With the interruption, however, his hand closed quickly on the wooden lever, which moved like a flash to one side under the swift action of his powerful arm.

Instantly a section of the floor under the detective’s chair fell straight downward, swinging on hinges like a trapdoor.

It was like having the earth itself drop from under[Pg 28] him. Coming without the slightest warning, finding him utterly unprepared for such a trick, Nick had neither time nor means by which to collect himself, or to avoid the inevitable fall.

Like a flash, together with the chair on which he was seated, Nick vanished through the floor and sped downward through empty space.

The trapdoor swung upward like a pendulum, and Ardley, venting a roar of mingled triumph and derision, jerked it back in its former position and secured it with the lever.

CHAPTER VII.
THE GANG AND THE GAME.

Nick Carter did not fall far, yet far enough to jar him from head to foot and smash to fragments the chair on which he was seated.

Nick landed in about a foot of water, moreover, drenching him to the skin, yet the chill of which served instantly to revive him.

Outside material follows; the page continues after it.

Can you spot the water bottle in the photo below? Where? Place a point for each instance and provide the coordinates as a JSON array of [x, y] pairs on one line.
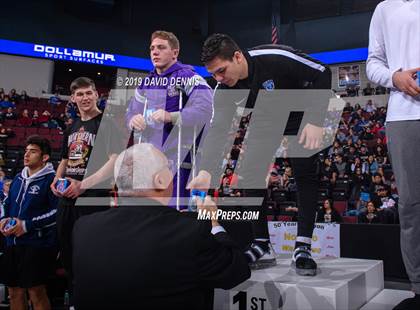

He found himself in almost total darkness. The only light came through a chink a foot or more above his head. It served to reveal four bare, wet walls of planking, however, also the floor through which he had been precipitated, with the trapdoor now grimly closed.

Nick had heard the crash of it when Ardley closed and secured it, also the mocking roar of the monstrous rascal, and it took Nick only a moment to determine in what sort of a trap he was confined.